Peter Jones, chairman of the session and last speaker, focused on the dramatic changes that affect the methylation status of Cpg islands in prostate cancer. Prostate cancer is a paradigmatic example of a 'rampant epichange' - as Jones put it -, which fits perfectly well within the model proposed by Cedar and coauthors mentioned earlier (Cedar et al, 2009).
Recently, the research group led by Gal-Yam devised a new experimental strategy using customised arrays to investigate this phenonenon and the coordinated patterns of gene expression, DNA methylation, and polycomb marks which differentiate prostate cancer cells from their normal counterparts (Gal-Yam et al, PNAS 2008). The results were astonishing in clearly suggesting two separate silencing mechanisms that act in parallel to reprogram the cancer epigenome.Three major changes in the epigenomic landscape distinguish the two cell types. First, developmentally significant genes containing CpG islands which are silenced by Polycomb repressive complexes (PRCs) in the normal cells acquire DNA methylation silencing and lose their PRC marks. Since these genes are normally silent, this switch does not cause de novo repression, but might significantly reduce epigenetic plasticity. Two other groups of genes are silenced by either de novo DNA methylation without PRC occupancy (5mC reprogramming) or by de novo PRC occupancy without DNA methylation (PRC reprogramming) (Gal-Yam et al, PNAS 2008).

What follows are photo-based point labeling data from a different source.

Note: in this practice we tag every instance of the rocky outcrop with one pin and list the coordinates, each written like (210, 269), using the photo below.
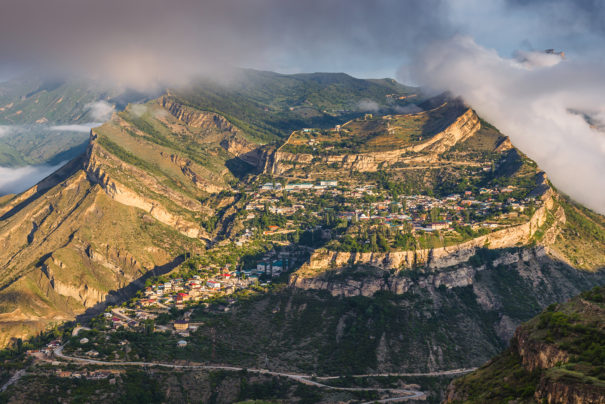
(344, 283)
(323, 259)
(196, 118)
(552, 391)
(536, 354)
(462, 128)
(124, 195)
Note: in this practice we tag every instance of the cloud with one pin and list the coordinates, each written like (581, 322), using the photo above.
(86, 127)
(15, 180)
(532, 103)
(100, 110)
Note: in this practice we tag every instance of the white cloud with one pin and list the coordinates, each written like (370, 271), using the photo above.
(15, 180)
(100, 110)
(532, 104)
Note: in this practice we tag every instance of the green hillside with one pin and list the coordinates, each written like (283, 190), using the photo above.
(556, 357)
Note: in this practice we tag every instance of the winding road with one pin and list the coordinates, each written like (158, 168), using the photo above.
(400, 394)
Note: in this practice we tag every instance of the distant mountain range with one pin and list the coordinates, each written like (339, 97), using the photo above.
(426, 237)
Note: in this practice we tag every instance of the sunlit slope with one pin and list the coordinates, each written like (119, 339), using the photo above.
(129, 205)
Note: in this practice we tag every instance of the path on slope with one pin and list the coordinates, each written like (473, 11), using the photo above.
(18, 375)
(400, 394)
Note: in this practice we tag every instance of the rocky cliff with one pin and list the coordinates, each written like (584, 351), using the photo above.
(553, 358)
(91, 232)
(462, 128)
(322, 260)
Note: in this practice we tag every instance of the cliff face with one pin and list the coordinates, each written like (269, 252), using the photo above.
(91, 232)
(322, 260)
(547, 361)
(462, 128)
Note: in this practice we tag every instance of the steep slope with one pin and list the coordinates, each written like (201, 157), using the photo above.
(130, 205)
(183, 173)
(556, 357)
(40, 117)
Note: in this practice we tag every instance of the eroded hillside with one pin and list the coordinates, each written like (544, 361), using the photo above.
(88, 234)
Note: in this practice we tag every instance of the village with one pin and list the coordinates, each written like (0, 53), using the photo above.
(275, 212)
(486, 208)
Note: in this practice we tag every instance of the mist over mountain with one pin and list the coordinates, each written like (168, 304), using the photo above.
(302, 201)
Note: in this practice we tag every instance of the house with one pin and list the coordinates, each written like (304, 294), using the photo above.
(304, 185)
(181, 325)
(439, 225)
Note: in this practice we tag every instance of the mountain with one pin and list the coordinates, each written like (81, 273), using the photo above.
(556, 357)
(410, 238)
(45, 120)
(41, 115)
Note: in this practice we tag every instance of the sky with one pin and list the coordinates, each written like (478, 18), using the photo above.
(488, 52)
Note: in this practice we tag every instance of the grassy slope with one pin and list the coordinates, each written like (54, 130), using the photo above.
(575, 327)
(268, 106)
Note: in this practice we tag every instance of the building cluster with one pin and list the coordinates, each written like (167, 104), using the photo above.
(178, 292)
(90, 375)
(367, 202)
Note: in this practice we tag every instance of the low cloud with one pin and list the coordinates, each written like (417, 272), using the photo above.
(368, 106)
(86, 127)
(15, 180)
(532, 102)
(100, 110)
(138, 109)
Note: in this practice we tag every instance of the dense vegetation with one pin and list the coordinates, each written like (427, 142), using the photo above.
(575, 328)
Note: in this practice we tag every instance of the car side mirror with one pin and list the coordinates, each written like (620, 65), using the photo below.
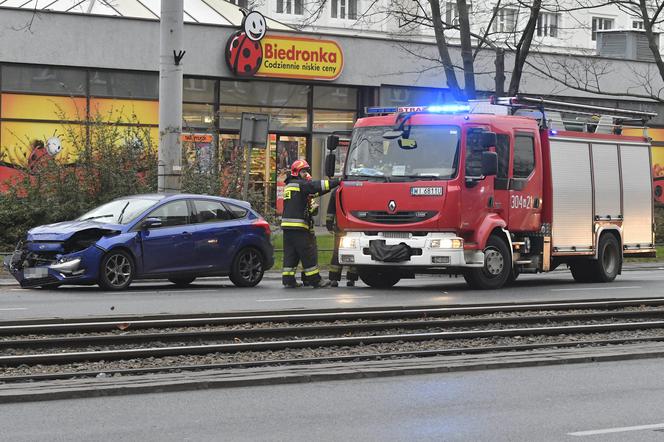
(489, 163)
(330, 165)
(488, 140)
(332, 142)
(149, 223)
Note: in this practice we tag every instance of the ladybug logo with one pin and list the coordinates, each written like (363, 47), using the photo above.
(244, 53)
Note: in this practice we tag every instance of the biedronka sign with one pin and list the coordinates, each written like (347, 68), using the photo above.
(249, 53)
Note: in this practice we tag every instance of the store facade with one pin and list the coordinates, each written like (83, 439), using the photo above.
(107, 68)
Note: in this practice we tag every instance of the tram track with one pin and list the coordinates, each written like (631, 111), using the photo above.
(278, 338)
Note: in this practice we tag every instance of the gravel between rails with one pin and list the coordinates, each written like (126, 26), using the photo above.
(126, 329)
(326, 352)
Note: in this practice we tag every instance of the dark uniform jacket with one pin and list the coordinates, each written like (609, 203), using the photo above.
(297, 192)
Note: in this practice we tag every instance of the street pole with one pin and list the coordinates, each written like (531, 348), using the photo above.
(170, 96)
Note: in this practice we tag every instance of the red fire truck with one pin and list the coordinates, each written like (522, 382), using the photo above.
(493, 191)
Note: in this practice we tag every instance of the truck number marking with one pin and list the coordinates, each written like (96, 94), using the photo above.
(521, 202)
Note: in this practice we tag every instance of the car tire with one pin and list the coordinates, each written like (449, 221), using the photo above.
(248, 268)
(497, 266)
(117, 270)
(182, 282)
(379, 279)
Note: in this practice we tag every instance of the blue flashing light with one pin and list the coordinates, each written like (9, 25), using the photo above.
(380, 110)
(449, 108)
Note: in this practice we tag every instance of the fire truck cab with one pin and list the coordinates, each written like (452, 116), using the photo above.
(492, 192)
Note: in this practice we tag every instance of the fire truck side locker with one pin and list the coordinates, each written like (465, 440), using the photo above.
(599, 185)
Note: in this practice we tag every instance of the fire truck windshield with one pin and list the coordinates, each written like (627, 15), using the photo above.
(435, 156)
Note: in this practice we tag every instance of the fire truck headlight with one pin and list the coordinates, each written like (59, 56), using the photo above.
(349, 243)
(446, 243)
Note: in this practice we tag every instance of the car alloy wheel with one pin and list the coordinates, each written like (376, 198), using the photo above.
(117, 271)
(247, 268)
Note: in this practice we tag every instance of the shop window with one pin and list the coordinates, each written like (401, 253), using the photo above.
(263, 93)
(329, 121)
(344, 9)
(331, 97)
(547, 24)
(283, 119)
(43, 80)
(240, 3)
(198, 90)
(124, 84)
(524, 156)
(294, 7)
(505, 20)
(600, 24)
(413, 96)
(197, 115)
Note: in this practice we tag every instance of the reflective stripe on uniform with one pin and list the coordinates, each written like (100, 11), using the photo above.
(311, 271)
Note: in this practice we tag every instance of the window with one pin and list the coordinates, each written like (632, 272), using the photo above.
(547, 25)
(124, 84)
(344, 9)
(524, 156)
(172, 214)
(237, 211)
(211, 211)
(505, 20)
(600, 24)
(293, 7)
(240, 3)
(43, 80)
(503, 151)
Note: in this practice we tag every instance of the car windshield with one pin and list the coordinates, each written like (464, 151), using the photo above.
(121, 211)
(426, 152)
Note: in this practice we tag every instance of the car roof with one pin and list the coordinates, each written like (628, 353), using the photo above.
(177, 196)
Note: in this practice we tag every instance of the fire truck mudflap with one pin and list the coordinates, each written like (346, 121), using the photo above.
(417, 249)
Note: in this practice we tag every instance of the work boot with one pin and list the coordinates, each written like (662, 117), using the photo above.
(320, 284)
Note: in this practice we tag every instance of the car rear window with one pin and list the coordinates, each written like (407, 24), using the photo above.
(237, 211)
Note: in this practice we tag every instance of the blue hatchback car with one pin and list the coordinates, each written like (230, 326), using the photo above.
(175, 237)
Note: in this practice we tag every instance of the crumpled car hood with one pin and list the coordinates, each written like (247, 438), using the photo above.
(64, 230)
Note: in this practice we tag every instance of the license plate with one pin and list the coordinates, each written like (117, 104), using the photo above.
(426, 191)
(36, 272)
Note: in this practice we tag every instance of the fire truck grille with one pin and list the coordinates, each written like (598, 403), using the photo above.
(394, 218)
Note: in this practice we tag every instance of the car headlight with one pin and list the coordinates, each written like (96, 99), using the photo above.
(67, 266)
(349, 243)
(446, 243)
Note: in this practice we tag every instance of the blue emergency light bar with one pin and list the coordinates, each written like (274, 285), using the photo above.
(436, 109)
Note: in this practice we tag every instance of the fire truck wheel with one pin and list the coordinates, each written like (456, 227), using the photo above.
(496, 270)
(609, 259)
(378, 279)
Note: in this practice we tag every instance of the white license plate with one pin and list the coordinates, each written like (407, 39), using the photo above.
(36, 272)
(426, 191)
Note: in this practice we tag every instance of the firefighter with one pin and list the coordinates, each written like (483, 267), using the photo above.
(336, 269)
(299, 243)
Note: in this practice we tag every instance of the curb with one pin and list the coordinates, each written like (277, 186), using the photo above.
(188, 381)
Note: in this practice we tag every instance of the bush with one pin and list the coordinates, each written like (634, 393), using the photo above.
(117, 160)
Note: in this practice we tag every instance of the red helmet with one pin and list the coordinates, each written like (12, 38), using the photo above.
(298, 166)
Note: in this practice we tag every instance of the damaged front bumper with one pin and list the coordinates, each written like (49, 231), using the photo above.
(40, 264)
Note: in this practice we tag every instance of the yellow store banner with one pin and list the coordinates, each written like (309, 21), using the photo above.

Of course, cancer prostate cell lines in a dish are not the same as cells of a prostate tumor in patients, and the applicability of these observations to prostate tumours (and to cancer cells in general) need to be further investigated. But, as Jones pointed out, the study by Gal-Yam and co-authors stresses the importance of an integrative approach for the characterisation of the cancer epigenome, while demonstrating the benefits of a coherent experimental system to map multiple epigenetic factors.
Cedar H, Bergman Y. Linking DNA methylation and histone modification: patterns and paradigms. Nat Rev Genet. 2009;10(5):295-304.
Brock MV, Hooker CM, Ota-Machida E, et al. DNA methylation markers and early recurrence in stage I lung cancer. N Engl J Med. 2008;358(11):1118-28.
Gal-Yam EN, Egger G, Iniguez L, et al. Frequent switching of Polycomb repressive marks and DNA hypermethylation in the PC3 prostate cancer cell line. PNAS 2008;105(35):12979-84.